PATRÍCIA ESPÍNDOLA DE LIMA TEIXEIRA
Psicopedagoga, doutoranda e mestra em Teologia Sistemática com ênfase em Antropologia (PUCRS). Coordenadora do Observatório Juventudes PUCRS/Rede Marista
Referências
BRASIL. Lei n. 12.852, de 5 de agosto de 2013. Institui o Estatuto da Juventude e dispõe sobre os direitos dos jovens, os princípios e as diretrizes das políticas públicas de juventude e o sistema nacional de juventude – SINAJUVE. Brasília: Diário Oficial da União, 2013.
______. Lei n. 8.069, de 13 de julho de 1990. Dispõe sobre o Estatuto da Criança e do Adolescente e dá outras providências.
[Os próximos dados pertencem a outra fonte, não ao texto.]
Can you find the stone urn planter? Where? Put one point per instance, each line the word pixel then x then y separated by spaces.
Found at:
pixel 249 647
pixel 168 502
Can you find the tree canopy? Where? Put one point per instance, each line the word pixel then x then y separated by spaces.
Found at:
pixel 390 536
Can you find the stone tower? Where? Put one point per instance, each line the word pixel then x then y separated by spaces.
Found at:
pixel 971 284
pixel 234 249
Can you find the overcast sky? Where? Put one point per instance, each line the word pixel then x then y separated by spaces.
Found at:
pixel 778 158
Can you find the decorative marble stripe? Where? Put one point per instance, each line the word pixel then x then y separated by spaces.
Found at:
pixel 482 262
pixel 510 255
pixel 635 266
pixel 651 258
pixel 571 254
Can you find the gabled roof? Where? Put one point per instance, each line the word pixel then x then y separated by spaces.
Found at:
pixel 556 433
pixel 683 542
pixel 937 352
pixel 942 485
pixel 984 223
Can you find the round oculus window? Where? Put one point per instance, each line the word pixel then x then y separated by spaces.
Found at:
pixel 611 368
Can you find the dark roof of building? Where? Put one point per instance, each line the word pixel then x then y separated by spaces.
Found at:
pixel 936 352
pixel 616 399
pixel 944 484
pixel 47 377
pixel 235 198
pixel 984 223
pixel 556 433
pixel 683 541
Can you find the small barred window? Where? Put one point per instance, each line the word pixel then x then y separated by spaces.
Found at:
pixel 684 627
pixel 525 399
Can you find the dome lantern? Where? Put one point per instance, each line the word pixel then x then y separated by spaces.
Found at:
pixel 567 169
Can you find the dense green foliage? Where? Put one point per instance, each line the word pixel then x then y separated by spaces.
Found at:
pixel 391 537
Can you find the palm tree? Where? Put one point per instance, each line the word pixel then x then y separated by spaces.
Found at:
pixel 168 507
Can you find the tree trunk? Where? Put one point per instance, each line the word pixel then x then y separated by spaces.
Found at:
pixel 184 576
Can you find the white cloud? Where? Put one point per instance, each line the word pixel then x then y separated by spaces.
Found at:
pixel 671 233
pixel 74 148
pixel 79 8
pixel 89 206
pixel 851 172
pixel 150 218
Vade mecum acadêmico de direito Rideel. 15. ed. atual. e ampl. São Paulo: Rideel, 2012.
MORIN, Edgar. A cabeça bem-feita: repensar a reforma, reformar o pensamento. Tradução de Eloá Jacobina. 8. ed. Rio de Janeiro: Bertrand Brasil, 2003.
UNIÃO MARISTA DO BRASIL; OBSERVATÓRIO JUVENTUDES PUCRS/REDE MARISTA; OBSERVATÓRIO DAS JUVENTUDES PUCPR. Vamos falar sobre o Ensino Médio? Os(as) jovens estudantes e suas percepções de currículo no Brasil Marista. Porto Alegre: EDIPUCRS, 2020.